While the PC refuse to recognize this reality, they threaten to make their political parties un-electable and thus they endanger their other projects. It is an interesting conundrum for the virtue signallers, unable to control their excesses to help themselves.
Chris Kenny has an opinion piece, Federal election 2016: Labor falls for own sucker punch over migrants:
It is hard to believe the Labor Party and the broader Left could be so idiotic and irresponsible as to deliberately inflame border protection as a crucial issue for the sixth election in a row.
The “outrage” at what Peter Dutton has said must be confected because he was only stating the obvious — many refugees (although by no means all) are illiterate and unskilled and require an enormous amount of support to adjust to resettlement and become self-reliant. …
For Labor to attack Dutton, saying his comments were “deeply offensive” seems to be a desperate attempt at distraction. The opposition doesn’t want people to focus on their own pledge to double the refugee intake or do deals with the Greens to go even higher. …
But Labor can’t help themselves. The party tore itself apart at conference last year just to win support for the obvious, sensible and successful policy of turning boats back. But it still won’t support temporary protection visas and insists on criticising the government’s management of the issue. …
And today it has fallen for its own sucker punch, appealing to these compassionistas instead of common sense. It will spark an ugly debate that the nation doesn’t need. …

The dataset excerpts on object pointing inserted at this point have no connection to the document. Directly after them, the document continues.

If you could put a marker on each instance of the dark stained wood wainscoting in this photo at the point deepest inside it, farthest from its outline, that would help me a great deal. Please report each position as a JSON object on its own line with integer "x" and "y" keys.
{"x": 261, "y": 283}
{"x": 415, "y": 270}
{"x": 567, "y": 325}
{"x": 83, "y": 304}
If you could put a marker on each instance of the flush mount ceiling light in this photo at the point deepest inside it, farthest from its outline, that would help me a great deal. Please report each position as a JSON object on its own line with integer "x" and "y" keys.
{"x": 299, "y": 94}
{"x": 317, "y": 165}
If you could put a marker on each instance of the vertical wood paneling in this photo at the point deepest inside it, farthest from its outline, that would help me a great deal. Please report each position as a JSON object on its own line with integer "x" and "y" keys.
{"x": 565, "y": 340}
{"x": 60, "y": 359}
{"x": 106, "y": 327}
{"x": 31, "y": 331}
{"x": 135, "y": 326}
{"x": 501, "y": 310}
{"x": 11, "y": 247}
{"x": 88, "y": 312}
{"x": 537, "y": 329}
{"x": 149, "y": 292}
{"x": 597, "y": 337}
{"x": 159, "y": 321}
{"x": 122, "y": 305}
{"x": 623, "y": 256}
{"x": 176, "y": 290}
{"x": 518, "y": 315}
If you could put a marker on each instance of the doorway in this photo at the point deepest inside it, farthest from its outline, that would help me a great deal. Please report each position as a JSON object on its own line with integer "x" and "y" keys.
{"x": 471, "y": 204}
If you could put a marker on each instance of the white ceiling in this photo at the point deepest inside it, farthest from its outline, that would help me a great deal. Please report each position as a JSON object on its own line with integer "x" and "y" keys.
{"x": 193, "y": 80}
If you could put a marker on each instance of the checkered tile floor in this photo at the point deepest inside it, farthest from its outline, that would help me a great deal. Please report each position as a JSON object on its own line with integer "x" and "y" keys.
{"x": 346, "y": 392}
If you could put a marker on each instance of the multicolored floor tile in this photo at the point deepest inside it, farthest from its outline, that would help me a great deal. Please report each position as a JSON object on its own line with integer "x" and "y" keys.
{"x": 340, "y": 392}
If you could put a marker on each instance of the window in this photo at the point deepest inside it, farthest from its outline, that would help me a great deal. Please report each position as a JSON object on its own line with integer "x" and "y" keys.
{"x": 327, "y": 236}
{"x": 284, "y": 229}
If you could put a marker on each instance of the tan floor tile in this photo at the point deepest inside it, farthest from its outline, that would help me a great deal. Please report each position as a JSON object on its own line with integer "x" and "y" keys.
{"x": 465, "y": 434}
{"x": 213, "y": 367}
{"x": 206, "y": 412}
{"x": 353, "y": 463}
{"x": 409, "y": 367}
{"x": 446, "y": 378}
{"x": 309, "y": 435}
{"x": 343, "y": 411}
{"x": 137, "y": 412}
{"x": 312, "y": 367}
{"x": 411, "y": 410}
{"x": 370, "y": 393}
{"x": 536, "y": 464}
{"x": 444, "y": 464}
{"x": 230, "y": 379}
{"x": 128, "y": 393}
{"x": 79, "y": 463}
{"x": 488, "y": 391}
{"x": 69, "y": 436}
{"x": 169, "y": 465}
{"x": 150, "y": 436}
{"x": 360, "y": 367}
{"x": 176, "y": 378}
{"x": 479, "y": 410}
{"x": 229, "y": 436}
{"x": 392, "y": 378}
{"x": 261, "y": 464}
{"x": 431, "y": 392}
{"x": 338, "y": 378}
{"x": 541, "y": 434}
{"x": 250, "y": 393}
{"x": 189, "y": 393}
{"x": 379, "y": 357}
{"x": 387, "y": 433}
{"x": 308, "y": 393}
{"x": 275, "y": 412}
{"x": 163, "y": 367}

Apart from vanity, it is difficult to comprehend why Labor is so obtuse on these issues and why so many of its members can’t understand that orderly migration is a pillar of this nation’s success. And this success underpins a great deal, including our generous humanitarian programs. Politically, Labor should have been hoping border protection never got a mention in this campaign. Instead they are inflaming it in a wrongheaded manner. With less policy differentiation than there ought to be on economic issues, this could be a most telling issue come polling day.